|28 May 2012
This free, world-class tool has been in development for over 17 years, and in its latest version some long-standing bugs have been fixed: it is now a very robust tool. A PDF User's Manual is included in the zip-file download. (The Matlab Controls Toolbox is required.)
Pzgui was developed primarily as a teaching and learning tool, but is also an extremely useful analysis tool, even for professionals. It creates a unified environment to study continuous-time and discrete-time inter-relationships among pole/zero locations, the various frequency-response plots, the root locus, and the various time-domain plots.
The main interface is the pole/zero map, from which about 20 other highly integrated and interactive plots can be created, in the continuous-time domain as well as the discrete-time domain. All plots are extensively interactive.
For example, in the zero/pole map (which is the main user-interface), when a pole or zero is dragged-and-dropped to a new location, the associated Bode, Nichols, Nyquist, and time-response plots are updated in real-time as the location is changed. This provides tremendous insight into the effects of poles and zeros in a transfer function.

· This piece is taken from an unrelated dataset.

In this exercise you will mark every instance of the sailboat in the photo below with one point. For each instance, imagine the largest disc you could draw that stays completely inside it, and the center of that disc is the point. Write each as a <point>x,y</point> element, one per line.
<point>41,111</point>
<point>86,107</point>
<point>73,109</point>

Nyquist plotting includes the ability to run "Nyquist movies", showing the relationship between the Nyquist contour and the various other frequency-response plots. Easily handles poles and zeros on the stability boundary, automatically "detouring" the Nyquist contour around them.
The continuous-time and discrete-time tools can be "linked" to each other by a choice of ZOH-equivalent or bilinear transformation.
Easily create open-loop Bode plots, closed-loop Bode plots, time-response plots, root-locus plots, Nichols plots, Nyquist and Nyquist-contour plots, and output sensitivity plots. All plots are extraordinarily inter-linked graphically, to enhance understanding of the various relationships among them. All plots can be customized for printing purposes.
Includes special tools for designing and studying lead, lag, and PID controllers.
Includes the ability to specify pure delay (uses 4th-order Pade approximant, where appropriate, in continuous-time domain).
Easily handles models having hundreds of poles and zeros, and can generate random high-order (up to 500 poles) models that are typical of flexible structures.
Regularly updated with enhancements, bug fixes.